(Ottawa) Visée par des allégations de harcèlement en milieu de travail, la gouverneure générale du Canada, Julie Payette, a jeté l’éponge, jeudi. Un geste qu’elle a posé en n’admettant pas explicitement de torts de sa part et en signalant que le moment de démissionner était en quelque sorte opportun pour des raisons familiales.

Mélanie Marquis Mélanie Marquis
La Presse

Joël-Denis Bellavance Joël-Denis Bellavance
La Presse

Dans une longue déclaration transmise en fin de journée, la représentante de la reine Élisabeth II au Canada s’est dite « désolée » de constater que « des tensions sont apparues à Rideau Hall au cours des derniers mois », tout en écrivant un peu plus loin que « nous vivons tous les choses différemment ».

Elle a voulu insister sur le fait qu’aucune plainte officielle ni aucun grief n’avait été formulé pendant son mandat, malgré la multitude d’allégations émanant d’employés et d’ex-employés de Rideau Hall, et qu’elle avait « salué la tenue d’une revue du climat de travail », en plus d’« encourag[er] à maintes reprises » les employés à y participer.

Mais ultimement, « pour le bien de notre pays, pour l’intégrité de ma fonction vice-royale et de nos institutions démocratiques, je suis arrivée à la conclusion qu’un nouveau gouverneur général devrait être nommé », car « les Canadiens méritent la stabilité en ces temps incertains », a indiqué Julie Payette dans son message.

Elle y affirme au passage que la décision de quitter son poste arrivait « à point nommé » pour des raisons personnelles. « La santé de mon père s’est sérieusement détériorée ces dernières semaines et ma famille a besoin de mon aide », a-t-elle écrit. « Ce fut un honneur et un privilège », a-t-elle conclu.

Cette démission survient quelques jours après que le Bureau du Conseil privé a reçu le rapport final d’une firme d’enquête privée qui avait été chargée de faire la lumière à Rideau Hall. L’enquête indépendante avait été lancée dans la foulée de reportages du réseau CBC faisant état d’allégations explosives sur l’existence d’un climat de travail « toxique ».

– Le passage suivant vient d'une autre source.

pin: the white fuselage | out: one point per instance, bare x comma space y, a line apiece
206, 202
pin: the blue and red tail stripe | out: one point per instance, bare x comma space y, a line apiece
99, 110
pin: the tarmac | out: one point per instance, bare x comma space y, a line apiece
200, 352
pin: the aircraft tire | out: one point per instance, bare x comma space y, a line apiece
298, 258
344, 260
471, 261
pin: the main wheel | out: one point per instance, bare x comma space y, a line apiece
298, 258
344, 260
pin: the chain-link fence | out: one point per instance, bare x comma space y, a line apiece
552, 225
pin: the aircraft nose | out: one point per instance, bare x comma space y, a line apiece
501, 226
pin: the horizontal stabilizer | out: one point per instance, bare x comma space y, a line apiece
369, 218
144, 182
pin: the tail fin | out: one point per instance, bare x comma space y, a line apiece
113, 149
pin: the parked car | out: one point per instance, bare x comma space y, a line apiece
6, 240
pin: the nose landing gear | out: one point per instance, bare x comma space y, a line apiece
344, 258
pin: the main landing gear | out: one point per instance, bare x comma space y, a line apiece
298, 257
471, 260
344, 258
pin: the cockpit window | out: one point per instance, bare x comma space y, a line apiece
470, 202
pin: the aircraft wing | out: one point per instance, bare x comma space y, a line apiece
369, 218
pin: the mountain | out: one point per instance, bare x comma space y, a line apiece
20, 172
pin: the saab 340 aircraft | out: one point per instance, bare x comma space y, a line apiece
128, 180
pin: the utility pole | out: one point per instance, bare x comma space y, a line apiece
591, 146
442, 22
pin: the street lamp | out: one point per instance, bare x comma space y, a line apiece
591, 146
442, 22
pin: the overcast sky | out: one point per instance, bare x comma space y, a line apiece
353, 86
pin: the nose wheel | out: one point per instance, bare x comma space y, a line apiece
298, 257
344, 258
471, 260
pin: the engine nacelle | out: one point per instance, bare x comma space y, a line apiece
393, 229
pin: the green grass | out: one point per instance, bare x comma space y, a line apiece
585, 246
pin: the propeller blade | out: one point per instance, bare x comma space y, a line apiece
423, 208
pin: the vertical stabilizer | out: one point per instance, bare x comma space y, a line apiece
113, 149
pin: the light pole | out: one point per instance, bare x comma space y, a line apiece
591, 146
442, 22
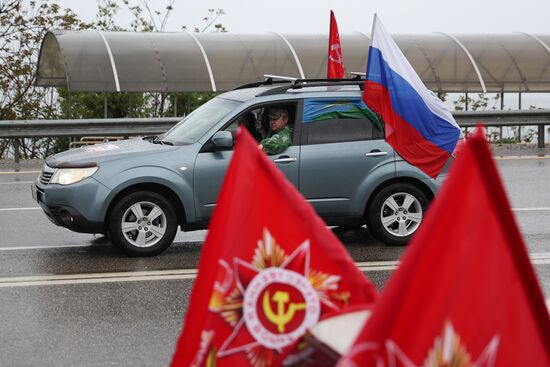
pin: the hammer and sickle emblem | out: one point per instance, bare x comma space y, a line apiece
281, 318
337, 52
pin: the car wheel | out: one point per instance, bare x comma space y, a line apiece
396, 213
143, 223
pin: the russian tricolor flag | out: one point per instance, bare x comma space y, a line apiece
417, 124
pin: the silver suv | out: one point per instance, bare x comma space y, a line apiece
139, 191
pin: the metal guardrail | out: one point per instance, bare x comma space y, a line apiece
11, 129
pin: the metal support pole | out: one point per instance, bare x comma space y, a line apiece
130, 105
519, 126
104, 105
16, 153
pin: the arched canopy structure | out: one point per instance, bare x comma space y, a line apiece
179, 62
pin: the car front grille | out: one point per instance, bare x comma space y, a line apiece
46, 175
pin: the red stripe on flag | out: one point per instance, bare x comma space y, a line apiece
403, 137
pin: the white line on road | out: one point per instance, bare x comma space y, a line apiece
540, 209
176, 274
15, 209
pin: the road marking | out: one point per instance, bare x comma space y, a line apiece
23, 248
15, 209
544, 208
176, 274
18, 172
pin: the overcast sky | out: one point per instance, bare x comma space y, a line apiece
312, 16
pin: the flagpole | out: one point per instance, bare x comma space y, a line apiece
372, 31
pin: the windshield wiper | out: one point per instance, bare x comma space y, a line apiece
157, 140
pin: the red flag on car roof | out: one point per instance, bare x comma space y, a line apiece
335, 65
269, 270
465, 293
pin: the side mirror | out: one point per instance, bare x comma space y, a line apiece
222, 140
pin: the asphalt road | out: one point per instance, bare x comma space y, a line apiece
71, 299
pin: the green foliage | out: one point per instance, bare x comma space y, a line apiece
187, 102
22, 28
481, 103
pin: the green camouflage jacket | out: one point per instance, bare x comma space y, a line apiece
277, 142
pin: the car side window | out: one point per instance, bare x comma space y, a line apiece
333, 120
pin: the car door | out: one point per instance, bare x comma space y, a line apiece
342, 142
210, 166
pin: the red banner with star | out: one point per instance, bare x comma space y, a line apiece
465, 293
269, 269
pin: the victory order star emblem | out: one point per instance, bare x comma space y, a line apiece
271, 301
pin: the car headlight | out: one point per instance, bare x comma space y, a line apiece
67, 176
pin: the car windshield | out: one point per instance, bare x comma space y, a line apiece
197, 123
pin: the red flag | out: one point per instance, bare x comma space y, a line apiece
335, 65
269, 270
465, 293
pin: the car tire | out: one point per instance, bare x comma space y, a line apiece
396, 213
143, 223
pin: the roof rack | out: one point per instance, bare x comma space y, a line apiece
293, 83
307, 83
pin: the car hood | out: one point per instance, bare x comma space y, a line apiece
94, 154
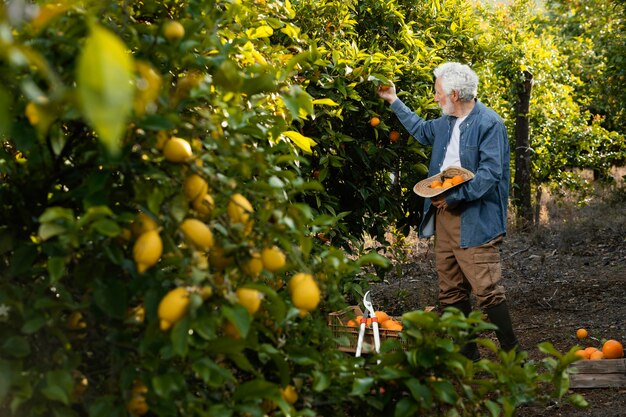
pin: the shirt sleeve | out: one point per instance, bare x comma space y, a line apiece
423, 131
492, 151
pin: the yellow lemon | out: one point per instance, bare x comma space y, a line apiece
173, 31
143, 223
289, 394
273, 259
253, 266
147, 250
250, 299
177, 150
195, 187
305, 293
198, 233
204, 204
239, 209
173, 307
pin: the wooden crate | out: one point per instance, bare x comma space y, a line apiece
337, 322
603, 373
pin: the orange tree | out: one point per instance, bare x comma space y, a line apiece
158, 256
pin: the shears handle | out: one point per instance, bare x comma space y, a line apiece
359, 343
376, 334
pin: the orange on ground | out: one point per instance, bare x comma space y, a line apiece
597, 355
381, 316
457, 179
612, 349
581, 333
447, 183
590, 350
582, 353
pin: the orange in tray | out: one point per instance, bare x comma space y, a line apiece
391, 325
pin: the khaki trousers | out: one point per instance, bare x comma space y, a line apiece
461, 271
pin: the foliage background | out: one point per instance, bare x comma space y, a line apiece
275, 99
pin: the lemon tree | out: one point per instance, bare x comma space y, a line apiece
164, 192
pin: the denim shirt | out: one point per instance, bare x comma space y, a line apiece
484, 150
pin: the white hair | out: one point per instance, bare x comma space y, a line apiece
458, 77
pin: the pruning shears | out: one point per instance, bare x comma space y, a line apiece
369, 311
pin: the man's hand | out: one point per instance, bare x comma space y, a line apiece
439, 201
387, 93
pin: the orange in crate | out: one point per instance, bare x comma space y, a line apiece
339, 321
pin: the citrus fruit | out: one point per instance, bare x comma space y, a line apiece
204, 204
597, 355
195, 187
173, 307
147, 250
457, 179
447, 183
612, 349
198, 233
173, 31
289, 394
177, 150
581, 333
239, 209
305, 293
381, 316
253, 266
143, 223
273, 259
249, 298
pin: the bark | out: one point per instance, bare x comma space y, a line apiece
521, 188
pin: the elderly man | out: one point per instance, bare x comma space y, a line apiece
468, 221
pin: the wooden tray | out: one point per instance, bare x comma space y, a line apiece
603, 373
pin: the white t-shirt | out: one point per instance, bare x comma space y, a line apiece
453, 157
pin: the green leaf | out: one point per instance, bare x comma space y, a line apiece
58, 386
257, 388
56, 268
325, 101
5, 117
362, 386
167, 384
16, 346
301, 141
420, 392
6, 378
180, 337
107, 227
111, 297
104, 84
405, 408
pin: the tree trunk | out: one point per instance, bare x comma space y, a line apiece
521, 189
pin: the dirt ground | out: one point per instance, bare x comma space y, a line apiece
569, 272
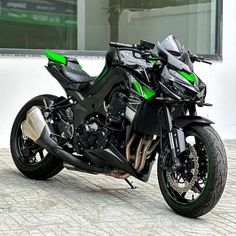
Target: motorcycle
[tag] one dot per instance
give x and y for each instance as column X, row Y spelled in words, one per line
column 141, row 107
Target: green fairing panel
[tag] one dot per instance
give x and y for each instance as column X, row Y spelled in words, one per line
column 144, row 91
column 55, row 57
column 148, row 93
column 190, row 77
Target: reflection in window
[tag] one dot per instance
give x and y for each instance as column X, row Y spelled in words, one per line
column 91, row 24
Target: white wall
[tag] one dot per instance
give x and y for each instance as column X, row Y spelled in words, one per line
column 23, row 78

Le premier ministre Justin Trudeau, pour qui cette nomination faite en octobre 2017 constituait l’une des plus éclatantes et prestigieuses de son premier mandat, n’a pas exactement couvert d’éloges l’ancienne astronaute en prenant acte de son départ, jeudi.

« Tous les employés du gouvernement du Canada ont le droit de travailler dans un milieu sain et sécuritaire, et nous prendrons toujours cette question très au sérieux. L’annonce d’aujourd’hui représente une occasion de renouveler l’équipe de direction à Rideau Hall dans le but de répondre aux préoccupations concernant le milieu de travail que des employés ont soulevées pendant l’examen », a déclaré le premier ministre.

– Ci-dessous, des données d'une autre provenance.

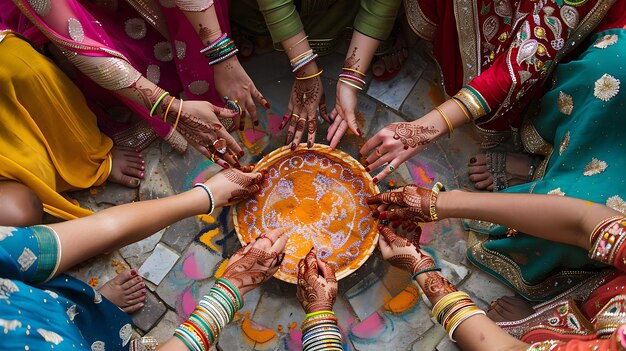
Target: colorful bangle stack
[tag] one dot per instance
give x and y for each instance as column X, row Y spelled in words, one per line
column 213, row 312
column 352, row 77
column 298, row 62
column 320, row 332
column 607, row 239
column 453, row 309
column 220, row 50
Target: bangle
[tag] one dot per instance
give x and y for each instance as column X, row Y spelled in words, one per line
column 469, row 119
column 180, row 109
column 208, row 192
column 354, row 70
column 431, row 269
column 167, row 110
column 312, row 75
column 158, row 102
column 450, row 128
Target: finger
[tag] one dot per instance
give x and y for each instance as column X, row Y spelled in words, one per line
column 341, row 130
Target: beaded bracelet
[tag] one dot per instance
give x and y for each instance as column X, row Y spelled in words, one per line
column 209, row 193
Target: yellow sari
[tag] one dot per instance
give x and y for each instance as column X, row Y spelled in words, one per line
column 49, row 138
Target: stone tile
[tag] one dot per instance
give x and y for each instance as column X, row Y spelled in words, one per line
column 367, row 296
column 393, row 92
column 158, row 264
column 166, row 326
column 136, row 253
column 151, row 312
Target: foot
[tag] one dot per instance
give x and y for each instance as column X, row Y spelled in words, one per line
column 128, row 167
column 517, row 170
column 509, row 308
column 127, row 291
column 387, row 66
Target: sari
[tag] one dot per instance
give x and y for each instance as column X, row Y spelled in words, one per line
column 497, row 54
column 49, row 141
column 62, row 313
column 137, row 38
column 579, row 129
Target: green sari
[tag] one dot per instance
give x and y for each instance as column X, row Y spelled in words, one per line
column 579, row 129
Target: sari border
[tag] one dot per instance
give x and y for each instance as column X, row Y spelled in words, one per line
column 500, row 266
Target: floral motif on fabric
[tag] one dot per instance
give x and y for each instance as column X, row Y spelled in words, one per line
column 606, row 87
column 617, row 203
column 7, row 287
column 50, row 336
column 594, row 167
column 565, row 103
column 564, row 143
column 556, row 191
column 606, row 41
column 136, row 28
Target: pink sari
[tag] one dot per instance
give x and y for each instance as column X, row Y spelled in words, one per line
column 154, row 37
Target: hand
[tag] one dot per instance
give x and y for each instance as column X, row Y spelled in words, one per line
column 306, row 96
column 199, row 124
column 254, row 264
column 345, row 109
column 395, row 144
column 317, row 285
column 409, row 203
column 231, row 80
column 402, row 253
column 232, row 185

Le premier ministre a confirmé dans le même communiqué que le juge en chef de la Cour suprême du Canada, Richard Wagner, remplirait les fonctions de gouverneur général de façon intérimaire. « Une recommandation concernant un remplaçant sera présentée à Sa Majesté la reine Élisabeth II et annoncée en temps voulu. »

Un rapport « difficile »

La gouverneure générale a informé Justin Trudeau de son intention de partir mercredi soir au téléphone. « Elle a conclu que c’était dans l’intérêt de l’institution qu’elle démissionne », explique en entrevue avec La Presse le ministre Dominic LeBlanc, qui est président du Conseil privé de la Reine pour le Canada.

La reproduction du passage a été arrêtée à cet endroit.